Here are 4 current evaluation projects that Jason & I have worked on that I’d like to highlight. The first two are examples of consortia level analysis on current contracts and the last two are examples drawn up to give the first two an aspect of comparativeness and relativeness. First, Jason worked on an analysis of ScienceDirect. John prepared an analysis for Wiley InterScience in preparation for the 2006 contract. Third, examples of similar analysis for just society publishers, and finally comparisons of society and other commercial publishers for just Caltech and Claremont.
Here’s a quick graph of the Subscribed versus Unsubscribed Price per Usage.

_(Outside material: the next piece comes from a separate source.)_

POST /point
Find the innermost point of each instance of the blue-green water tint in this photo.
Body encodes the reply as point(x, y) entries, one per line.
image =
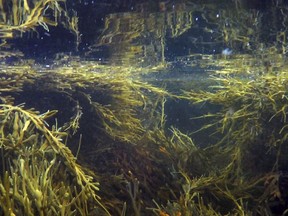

The Blue Line is the Subscribed Price per Use with the group sorted by top usage institutions (1 through 23). As you move from heavy users to lighter users, the price per use moves upwards, but also fluctuates wildly. The Orange Line is the Price per Usage from Unsubscribed titles and is calculated by dividing total EAL online surcharge (the marginal cost to get access to the shared title list) by the number of downloads from those journals. It stays relatively flat and ranges only from about $3 to $10 per use.
Where does Usage based pricing come into play? One – Usage has the promise to do two things: give the publisher an economic incentive to increase our access, improve the quality of their product, and improve retrieval, interface design, etc. Also can level the economic costs across members of the group. But, most libraries and publishers have valid concerns with usage-based pricing – Dialog is a good example:
So, here’s a “pie-in-the-sky” usage based pricing example that could be negotiated: a Min and Max spend with Usage based pricing. This chart shows the difference in amount paid if using this model for $5 PPU for the two Wiley/SD contracts. A couple schools (5) would have subsctantial savings, while most fall into the 20% to 40% savings range.
So why should we be looking at collection evaluation at this time? Basically, it’s time now. Over the past few years, at least since I’ve been involved in SCELC, we’ve spent our time negotiating new contracts and adding participants to ongoing contracts. The focus was more on building up the options for the member institutions and developing SCELC into a strong consortia presence. The collection is now pretty stable and mature, so it’s time to manage the collection of contracts we do have, and evaluation is a key component of that management. A systematic review of our resources can help us accomplish a few strategic tasks: comparing products and publishers, evaluating costs at a number of different layers, a review of our contracts, either current or prospective, and all of this helps the consortia and individual members plan for the future.